Have fun with it Zig.....
Myself I just love growing anything and pushing the limits, have a banana plant that comes back every year here in the  PNW ..No fruit but love the size of the leaves, beautiful plant...


----------



## zigggy (Apr 11, 2018)

hey guys,,,,garden is looking better everyday,,,,green peppers doing very good as are the green beans ,,,????? if a plants fruit grows under ground how do ya how when its done or how well its doing (bets and potato's)  me and my boy are having a great time with it ,,,everyday after school we work in our little garden ,,cant wait to eat food ive grown ,,,must be like smoking weed that you've grown,,,, ps had some good looking tomatos but catapillars eat them


----------



## 2RedEyes (Apr 11, 2018)

Not sure about th beets but potato plants will begin to dry up and die when the tubers are ready to dig...I think that stuff like beets and carrots and such roots, you can just leave in the ground and pick as needed thru the summer but pick before they freeze in the fall...


----------



## pcduck (Apr 11, 2018)

Yeah, them cattapillars can destroy a tomato plant quick.


----------



## zigggy (Apr 11, 2018)

you aint kidding little pastards eat every tomato's in one nite,,,just left me half eatin ones


----------



## 2RedEyes (Apr 11, 2018)

My dad use to pay my son a dime for every one of those green tomato cats he could pull off and squish...that usually kept them both entertained for quite a while....


----------



## Rosebud (Apr 12, 2018)

They are scary, are they called tomato horn worm?  I need to research those, what their life cycle story is.


----------



## kaotik (Apr 13, 2018)

2RedEyes said:


> Not sure about th beets but potato plants will begin to dry up and die when the tubers are ready to dig...I think that stuff like beets and carrots and such roots, you can just leave in the ground and pick as needed thru the summer but pick before they freeze in the fall...



actually, *probably depending where you are; i just learned you can keep carrots in the ground even through winter (as long as they're not exposed)
i just finished the last of my garden carrots a few months a go  

i was really surprised by this (guess my old man still has a few tricks to teach   )  thought they'd go all soggy and mushy.. nope.

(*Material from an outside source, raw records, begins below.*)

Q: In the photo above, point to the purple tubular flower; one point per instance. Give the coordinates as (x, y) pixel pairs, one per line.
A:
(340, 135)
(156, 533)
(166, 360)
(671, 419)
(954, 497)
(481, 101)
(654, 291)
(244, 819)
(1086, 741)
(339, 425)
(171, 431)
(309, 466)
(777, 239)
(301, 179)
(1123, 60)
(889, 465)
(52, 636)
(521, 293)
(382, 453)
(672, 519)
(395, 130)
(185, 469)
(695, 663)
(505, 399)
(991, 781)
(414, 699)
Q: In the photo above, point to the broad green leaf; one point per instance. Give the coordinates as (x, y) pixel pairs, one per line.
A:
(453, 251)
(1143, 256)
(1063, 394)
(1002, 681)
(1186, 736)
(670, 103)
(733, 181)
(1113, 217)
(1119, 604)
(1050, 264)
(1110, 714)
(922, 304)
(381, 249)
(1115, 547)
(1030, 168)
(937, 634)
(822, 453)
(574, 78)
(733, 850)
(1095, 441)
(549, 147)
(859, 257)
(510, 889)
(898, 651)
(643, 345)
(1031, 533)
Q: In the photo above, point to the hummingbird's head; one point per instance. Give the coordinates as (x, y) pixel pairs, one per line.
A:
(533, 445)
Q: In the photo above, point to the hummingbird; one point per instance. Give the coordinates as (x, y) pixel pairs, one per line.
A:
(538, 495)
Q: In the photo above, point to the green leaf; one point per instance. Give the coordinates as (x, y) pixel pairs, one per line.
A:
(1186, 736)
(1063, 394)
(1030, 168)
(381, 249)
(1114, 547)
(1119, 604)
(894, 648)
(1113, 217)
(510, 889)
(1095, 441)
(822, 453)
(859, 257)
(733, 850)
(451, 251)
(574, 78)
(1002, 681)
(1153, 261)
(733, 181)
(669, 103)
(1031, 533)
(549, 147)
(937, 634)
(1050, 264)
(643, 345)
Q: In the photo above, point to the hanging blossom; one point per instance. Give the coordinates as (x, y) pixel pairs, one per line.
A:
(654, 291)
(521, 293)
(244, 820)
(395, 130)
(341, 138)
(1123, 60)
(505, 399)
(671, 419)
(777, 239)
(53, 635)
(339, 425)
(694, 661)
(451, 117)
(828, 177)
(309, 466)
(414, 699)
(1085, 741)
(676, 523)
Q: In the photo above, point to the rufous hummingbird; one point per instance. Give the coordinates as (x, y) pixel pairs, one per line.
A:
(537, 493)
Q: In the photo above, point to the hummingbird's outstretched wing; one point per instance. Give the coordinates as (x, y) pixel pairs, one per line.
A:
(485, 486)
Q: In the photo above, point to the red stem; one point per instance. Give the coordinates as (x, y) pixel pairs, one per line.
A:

**remember where they are though, cause the tops die off and you gotta dig for em


----------



## zigggy (Apr 19, 2018)

I'm having stuffed green peppers for dinner,,,,the peppers came out of our garden,,,there kinda small,,,about half the size I see in the food store...but that's ok ill just eat twice as many,,,,not sure if I picked them too soon,,,I think maybe in did ,,,they were growing good then they just stpped growing I waited a little then I just picked them,did not want them to go bad on the vine ,,,,next time ill do more research,,,,,,,


----------



## pcduck (Apr 20, 2018)

Different strains of peppers get different sizes.


----------